Israel's cruel choices

Editorial

The story of Israel is the story of successive difficult decisions. Forced by history and geography to respond to incessant dilemmas, to use a gentle term, the country's leaders have been forced to choose regularly between distasteful options.

One of the most brutal of these choices was realized last week when, in exchange for the bodies of two Israel Defence Forces soldiers, Israel delivered to Lebanon Samir Kuntar, a participant in one of Israel's most heartbreaking terrorist incidents, four other prisoners and 199 exhumed bodies of Lebanese terrorists.

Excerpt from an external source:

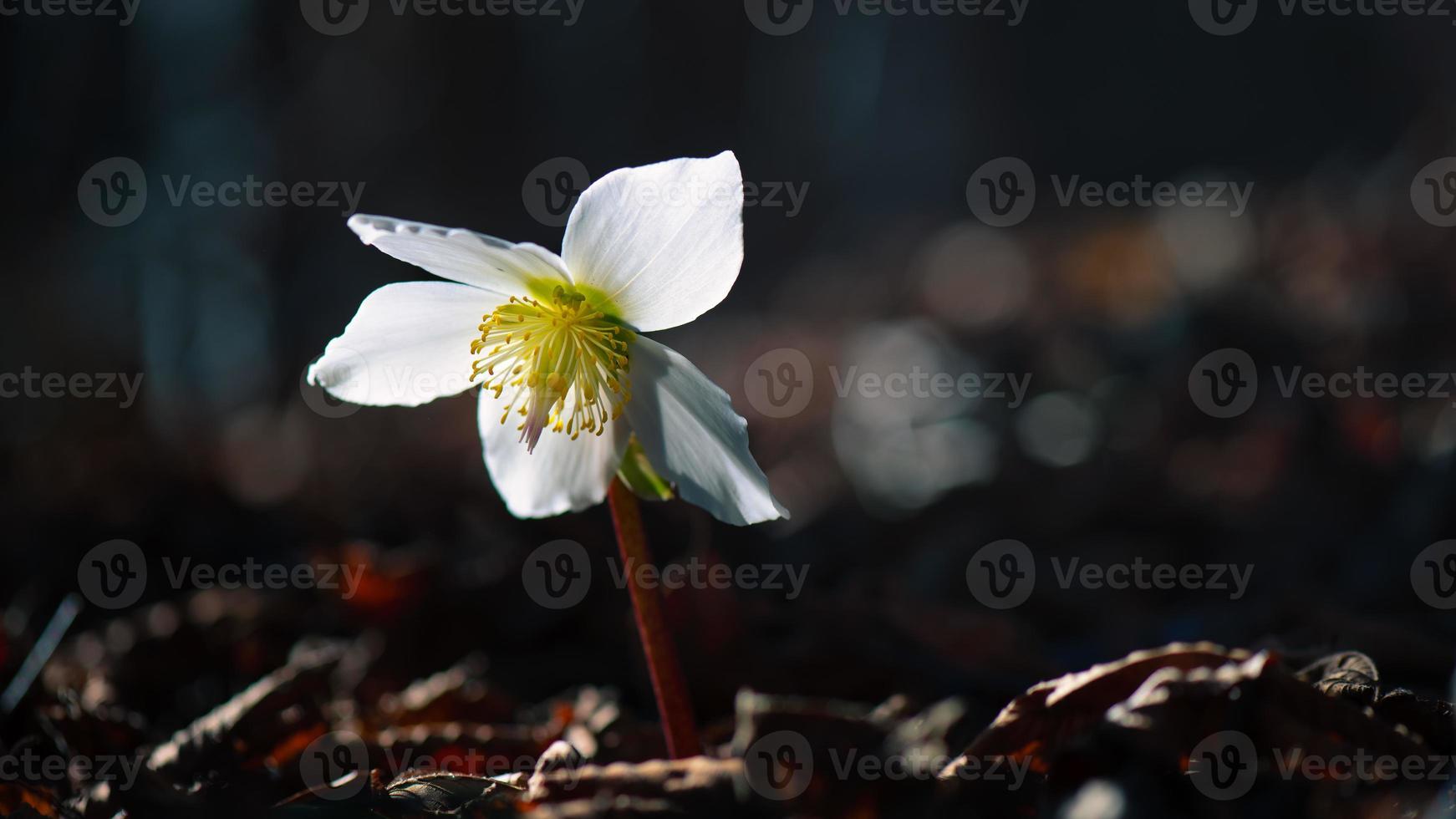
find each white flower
[308,151,789,525]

In exchange, Israel received the lifeless remains of Sgt. 1st Class Ehud Goldwasser and Staff Sgt. Eldad Regev, two Israeli reservists – part-time soldiers and full-time students – whose kidnapping sparked the summer 2006 Lebanon War. For two years, Lebanon has refused to confirm whether the two were alive or dead, leaving the families and the nation in an emotional limbo.

The IDF has an admirable policy of doing all it can to patriate the remains of soldiers, a guiding principle whose roots lie in the humanity of Judaism and the conviction that respect for human remains is evidence of respect for life itself. There has been a debate in the past, and it is now as vigorous as it has ever been, over whether this imperative – an intangible value – is worth the tangible potential brought on by freeing bloody-handed murderers, to say nothing of the encouragement such trades may give to future perpetrators. But that debate is for Israelis to have, and it is not for Diaspora Jews to second-guess.

As Israel mourned the loss of its young men – and relived the horrific circumstances of the monstrous crime that led to Kuntar's imprisonment – Lebanon rejoiced, welcoming the murderer home as a prodigal hero. This incident puts into the starkest relief imaginable, again, the moral chasm between Zionism and its enemies.